Epstein Barr virus (EBV) and Cytomegalovirus (CMV) are both widely spread herpesviruses that infect immune cells and establish latency (in B cells and in cells of the monocytic lineage respectively) in the host after primary infection and they are considered as a part of our “virobiome”. The time-point for infection is associated with socio-economic conditions, and seroconversion occurs comparably late in Westernized countries. Although herpesvirus latency influences the immune system also in the asymptomatic host, the mechanisms behind this are still not very clear. As herpesviruses and man have co-evolved for a long time, several of these virus-induced effects on our immune system could be beneficial or at least confer an immunological imprint that we consider as “normal”. This is relevant to consider today, with the knowledge that the time-point for sero-conversion is more and more delayed, in particular in Westernized countries - is there for example an immunological advantage of an early EBV infection? For EBV, an infection during infancy is usually asymptomatic, but a later infection in adolescence or adulthood is frequently associated with mononucleosis. These age-related differences in symptoms has been ascribed the differences in immune maturation between infants and adults, but is still poorly understood.

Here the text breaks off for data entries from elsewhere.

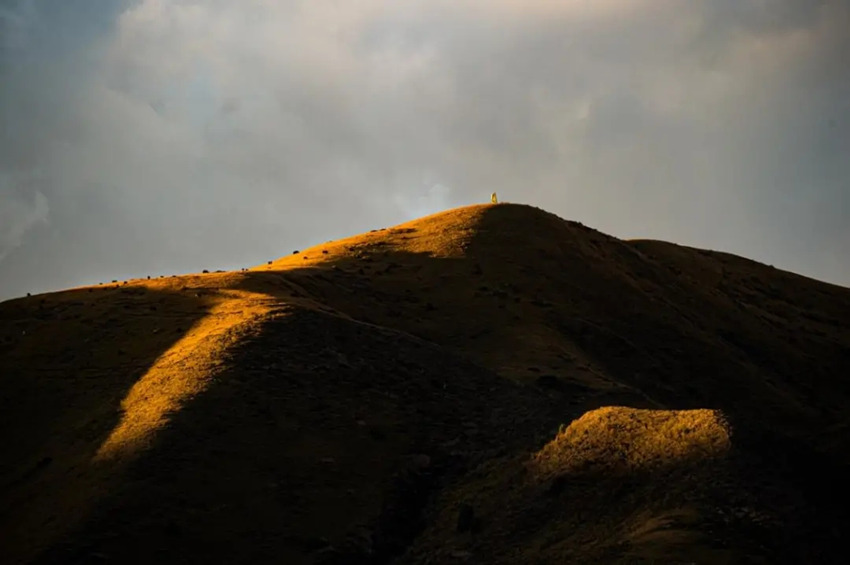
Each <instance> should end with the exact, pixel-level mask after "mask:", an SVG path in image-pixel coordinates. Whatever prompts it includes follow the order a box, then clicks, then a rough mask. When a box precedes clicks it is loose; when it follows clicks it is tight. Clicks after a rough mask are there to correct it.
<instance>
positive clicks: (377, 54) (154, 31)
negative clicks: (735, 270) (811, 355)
mask: <svg viewBox="0 0 850 565" xmlns="http://www.w3.org/2000/svg"><path fill="white" fill-rule="evenodd" d="M847 29H850V2H847V1H845V0H835V1H828V2H822V3H817V4H815V3H812V4H801V3H798V2H794V1H792V0H783V1H778V2H775V3H773V4H770V5H765V4H763V3H760V2H754V1H745V2H722V3H711V4H708V3H705V4H689V5H680V4H678V3H668V2H662V3H658V2H649V0H611V1H609V2H603V3H598V4H595V5H593V6H589V5H586V4H584V3H577V2H566V3H562V4H557V5H554V4H552V3H549V2H543V1H542V0H534V1H533V2H531V3H523V4H520V3H515V2H508V1H503V2H495V3H483V2H480V1H479V0H470V1H467V2H461V3H447V2H431V3H426V2H421V1H413V0H410V1H405V2H394V3H388V2H384V1H380V0H369V1H368V2H365V3H363V4H359V5H358V6H348V5H346V6H337V5H334V4H332V3H327V2H315V3H310V4H309V5H307V6H296V5H295V4H292V3H288V2H282V3H275V4H268V3H261V2H245V3H238V4H233V3H227V2H209V3H206V4H204V5H195V4H192V3H190V2H184V1H175V2H169V3H164V2H161V1H157V0H138V1H136V0H133V1H131V0H123V1H121V2H112V1H107V0H94V1H92V2H89V3H87V4H85V7H82V8H80V7H70V6H69V5H68V4H66V3H61V4H48V3H46V2H44V1H40V0H0V80H2V81H3V84H4V88H3V89H0V127H1V128H2V135H0V300H6V299H9V298H14V297H18V296H24V295H26V293H28V292H30V293H33V294H37V293H41V292H49V291H57V290H62V289H65V288H70V287H76V286H82V285H88V284H97V283H98V282H105V281H110V280H113V279H116V280H127V279H131V278H144V277H145V276H147V275H150V276H152V277H153V276H160V275H166V276H168V275H174V274H182V273H191V272H200V271H202V270H203V269H209V270H217V269H224V270H238V269H240V268H241V267H245V266H249V265H256V264H260V263H263V262H265V261H267V260H268V259H273V258H277V257H281V256H284V255H286V254H287V253H289V251H290V250H291V249H298V248H303V247H305V246H307V245H312V244H314V243H320V242H323V241H328V240H336V239H340V238H342V237H347V236H352V235H355V234H358V233H364V232H368V231H369V230H371V229H377V228H381V227H388V226H390V225H396V224H400V223H404V222H406V221H409V220H412V219H415V218H418V217H422V216H424V215H428V214H431V213H435V212H438V211H442V210H447V209H452V208H456V207H458V206H461V205H470V204H476V203H486V202H488V201H489V195H490V193H491V192H494V191H495V192H497V193H498V195H499V198H500V201H508V202H515V203H520V202H522V203H527V204H529V205H532V206H536V207H539V208H542V209H545V210H547V211H549V212H552V213H554V214H556V215H558V216H559V217H561V218H563V219H566V220H572V221H578V222H581V223H583V224H585V225H588V226H590V227H593V228H595V229H598V230H599V231H602V232H604V233H606V234H610V235H612V236H615V237H618V238H621V239H657V240H663V241H668V242H671V243H675V244H679V245H685V246H688V247H696V248H701V249H710V250H715V251H722V252H725V253H731V254H734V255H738V256H741V257H745V258H747V259H751V260H754V261H757V262H759V263H764V264H768V265H772V266H775V267H776V268H778V269H781V270H784V271H790V272H793V273H796V274H800V275H803V276H806V277H809V278H814V279H817V280H820V281H823V282H827V283H831V284H836V285H840V286H843V287H850V254H848V253H847V250H848V249H850V202H848V200H850V187H848V184H847V183H848V182H850V181H848V179H850V161H847V159H846V155H847V154H848V152H850V105H848V102H847V100H850V70H848V69H847V68H846V65H844V64H843V59H842V54H843V53H847V52H850V33H848V32H847Z"/></svg>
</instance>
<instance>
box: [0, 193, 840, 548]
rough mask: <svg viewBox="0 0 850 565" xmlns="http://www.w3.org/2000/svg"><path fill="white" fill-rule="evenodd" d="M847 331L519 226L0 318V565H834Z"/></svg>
mask: <svg viewBox="0 0 850 565" xmlns="http://www.w3.org/2000/svg"><path fill="white" fill-rule="evenodd" d="M848 322H850V291H848V289H845V288H841V287H836V286H831V285H827V284H824V283H820V282H817V281H813V280H810V279H806V278H804V277H800V276H797V275H793V274H790V273H784V272H781V271H778V270H776V269H773V268H771V267H768V266H765V265H761V264H758V263H755V262H752V261H748V260H745V259H742V258H739V257H735V256H731V255H727V254H723V253H716V252H709V251H703V250H697V249H690V248H686V247H681V246H676V245H673V244H668V243H663V242H652V241H635V242H628V241H621V240H618V239H616V238H613V237H610V236H607V235H604V234H602V233H599V232H597V231H595V230H592V229H590V228H587V227H584V226H582V225H581V224H578V223H575V222H568V221H564V220H562V219H560V218H557V217H556V216H554V215H551V214H548V213H546V212H543V211H541V210H538V209H534V208H531V207H528V206H519V205H484V206H470V207H466V208H459V209H456V210H449V211H447V212H443V213H440V214H435V215H433V216H429V217H426V218H422V219H420V220H416V221H413V222H409V223H407V224H403V225H400V226H396V227H394V228H389V229H382V230H374V231H372V232H370V233H367V234H363V235H360V236H356V237H352V238H348V239H344V240H340V241H336V242H330V243H327V244H323V245H319V246H316V247H312V248H309V249H302V250H300V252H298V253H292V254H288V255H286V256H285V257H282V258H280V259H278V260H274V261H271V262H269V263H266V264H262V265H259V266H256V267H253V268H248V269H244V270H242V271H240V272H229V273H203V274H197V275H185V276H179V277H168V278H160V279H153V280H147V279H145V280H132V281H126V282H125V281H121V282H119V283H115V284H108V285H100V286H95V287H90V288H80V289H73V290H69V291H65V292H61V293H53V294H47V295H41V296H33V297H28V298H22V299H18V300H12V301H7V302H5V303H2V304H0V387H2V388H0V391H2V394H0V439H2V441H3V445H4V452H3V458H2V461H0V463H2V464H1V465H0V485H2V490H0V539H3V540H4V543H2V544H0V562H21V563H28V562H38V563H66V562H91V561H104V560H115V561H124V562H127V561H129V562H145V563H147V562H153V561H157V562H161V561H166V562H181V563H184V562H198V563H201V562H203V563H208V562H275V563H278V562H287V563H300V562H304V563H312V562H316V563H387V562H399V563H402V562H403V563H420V562H421V563H426V562H432V563H433V562H437V563H442V562H455V561H467V562H477V563H487V562H503V563H522V562H529V563H539V562H559V563H560V562H576V563H586V562H623V563H626V562H628V563H633V562H653V560H655V561H657V562H671V561H672V562H678V561H681V562H686V561H692V562H699V563H732V562H742V561H744V562H764V563H777V562H782V561H783V560H785V561H788V562H812V563H824V562H830V561H834V562H843V560H842V559H841V558H842V557H843V548H842V547H841V543H840V542H841V538H840V536H841V532H842V531H844V530H843V528H846V527H847V526H848V525H850V521H848V518H847V514H846V511H845V510H844V509H843V508H842V507H841V506H839V505H836V504H834V501H835V500H838V499H839V495H840V494H842V493H843V491H844V490H846V488H845V487H844V482H845V481H844V480H843V479H841V477H843V473H845V469H846V465H847V463H848V460H847V456H846V453H847V452H848V451H847V447H848V438H847V434H846V433H844V431H843V430H846V429H847V428H848V424H850V412H848V406H850V381H848V378H847V376H846V375H848V374H850V371H848V369H850V334H849V333H848ZM611 405H618V406H623V407H622V408H611V407H609V408H601V409H599V408H600V407H604V406H611ZM597 409H599V410H597ZM582 414H584V416H582ZM573 420H575V421H573ZM570 422H573V423H572V424H570ZM559 426H560V427H561V428H562V431H561V432H560V433H559V432H558V429H559Z"/></svg>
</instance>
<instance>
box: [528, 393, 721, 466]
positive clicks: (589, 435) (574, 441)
mask: <svg viewBox="0 0 850 565" xmlns="http://www.w3.org/2000/svg"><path fill="white" fill-rule="evenodd" d="M730 447H731V440H730V435H729V426H728V424H727V423H726V419H725V418H724V417H723V415H722V414H721V413H720V412H719V411H717V410H638V409H634V408H627V407H622V406H606V407H603V408H599V409H597V410H593V411H591V412H588V413H586V414H584V415H583V416H582V417H581V418H579V419H578V420H576V421H574V422H573V423H571V424H570V425H569V426H568V427H567V428H566V429H565V430H563V431H562V432H560V433H559V434H558V435H557V436H556V437H555V439H554V440H552V441H551V442H549V443H547V444H546V445H545V446H544V447H543V449H541V450H540V451H538V452H537V453H536V454H535V455H534V457H533V459H532V461H531V469H532V471H533V472H534V473H535V474H536V475H537V476H539V477H540V478H541V479H543V480H547V479H552V478H554V477H559V476H564V475H581V474H595V473H605V474H623V473H634V472H636V471H652V470H657V469H659V468H665V467H671V466H682V465H685V464H691V465H692V464H700V463H704V462H705V460H707V459H712V458H716V457H721V456H724V455H726V454H727V453H728V452H729V449H730Z"/></svg>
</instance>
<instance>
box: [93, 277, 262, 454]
mask: <svg viewBox="0 0 850 565" xmlns="http://www.w3.org/2000/svg"><path fill="white" fill-rule="evenodd" d="M268 311H269V301H268V297H267V296H265V295H262V294H254V293H248V292H242V291H233V290H229V291H225V292H223V293H222V295H221V296H220V298H219V300H218V302H217V303H216V304H215V305H214V306H213V307H212V309H211V310H210V312H209V313H208V314H207V315H206V316H204V317H203V318H202V319H201V320H199V321H198V322H197V323H196V324H195V325H194V326H193V327H192V328H190V329H189V331H187V332H186V334H185V335H184V336H183V337H182V338H181V339H180V340H179V341H177V342H176V343H175V344H174V345H173V346H172V347H171V348H170V349H168V351H166V352H165V353H164V354H163V355H161V356H160V357H159V358H158V359H157V360H156V362H155V363H154V364H153V365H152V366H151V368H150V369H149V370H148V371H147V373H145V375H144V376H143V377H142V378H141V379H139V380H138V381H137V382H136V383H135V384H134V385H133V387H132V388H131V389H130V391H129V392H128V393H127V396H126V397H125V398H124V400H123V401H122V402H121V409H122V412H123V415H122V418H121V421H120V422H119V424H118V425H117V426H116V427H115V429H114V430H113V431H112V432H111V433H110V434H109V437H108V438H107V439H106V441H104V442H103V444H102V445H101V446H100V448H99V449H98V451H97V453H96V455H95V457H94V460H95V461H104V460H114V459H120V458H123V457H127V456H132V455H133V454H135V453H137V452H139V451H141V450H144V449H145V448H146V447H148V446H149V445H150V444H151V442H152V440H153V439H154V437H155V435H156V432H157V431H158V430H160V429H161V428H162V427H163V426H165V425H166V424H167V422H168V420H169V417H170V415H172V414H174V413H176V412H178V411H179V410H180V409H181V407H182V406H184V405H185V404H186V402H187V401H189V400H190V399H191V398H192V397H194V396H195V395H197V394H199V393H201V392H203V391H204V390H205V389H206V388H207V387H208V386H209V384H210V382H211V381H212V379H213V378H214V376H215V374H216V372H217V370H218V368H219V367H220V366H221V361H222V358H223V355H224V354H225V352H226V351H227V349H228V347H229V346H230V345H231V342H232V340H231V339H228V337H229V336H231V335H232V333H233V332H234V331H237V330H239V329H242V328H245V327H246V326H250V325H251V324H252V323H253V322H255V321H257V320H258V319H260V318H261V317H262V316H263V315H264V314H266V313H267V312H268Z"/></svg>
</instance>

We have described that an early EBV-infection (before 2 years of age) is associated with a protection against early and persistent IgE-sensitization, while a later infection is associated with an increased risk (Saghafian-Hedengren et al 2010). The mechanisms behind this possible protection are however also still unknown. Still, both EBV and CMV latency is associated with significant impact on immune parameters in children. We have that early infection (<2years) with EBV and CMV correlates with both adaptive (T cells) and innate (NK cells) function at two years of age (Nilsson et al 2009, Saghafian-Hedengren et al 2009). We have described that age has a significant impact on EBV infection in vitro as well as do a previous CMV infection (Sohlberg et al 2013), but also that EBV can influence how CMV modulates NK cell function in vivo (Saghafian-Hedengren et al 2013). Our most recent work shows a striking delay in EBV and CMV infection in Swedish children and interesting connections between the early gut microbiota and the age of seroconversion, indicating that the degree of immune maturity can influence the time point for infection (Carvalho-Queiroz et al).

We continue to study how these two viruses impacts the immune system in children with studies on both B- and T cell compartments (Carvalho-Queiroz et al, Björkander et al) in order to investigate mechanisms behind how these viruses influence immune maturation in healthy children.



Sohlberg E, Saghafian-Hedengren S, Rasul E, Giovanna Marchini, Nilsson C, Klein E, Nagy N, Sverremark-Ekström E. Cytomegalovirus-seropositive children show inhibition of in vitro EBV-induced B-cell infection that is associated with CD8+CD57+ T-cell enrichment and IFN-g. J Immunol 2013; 191: 5669-76.

Saghafian-Hedengren S, Sohlberg S, Theorell J, Carvalho-Queiroz C, Nagy N, Nilsson C, Bryceson Y, Sverremark-Ekström E. Epstein-Barr virus co-infection in children boosts cytomegalovirus-related differentiation of Natural Killer cells. J Virol 2013; 87: 13446-55.

Saghafian-Hedengren S, Sverremark-Ekström E, Lilja G, Linde A, Nilsson C. Early life EBV-infection protects against persistent IgE-sensitization. J Allergy Clin Immunol 2010; 125: 433-438.

Saghafian-Hedengren S, Sundström S, Sohlberg E, Nilsson C, Troye-Blomberg M, Berg L, Sverremark-Ekström E. Herpes virus seropositivity in childhood associates with decreased monocyte-induced NK-cell IFN-g production. J Immunol 2009; 182: 2511-2517.  

Nilsson C, Larsson AK, Montgomery SM, Sverremark-Ekström E, Linde A, Lilja G, Troye Blomberg M. EBV and CMV are differentially associated with numbers of cytokine-producing cells and early atopy. Clin Exp Allergy 2009; 39:509-517.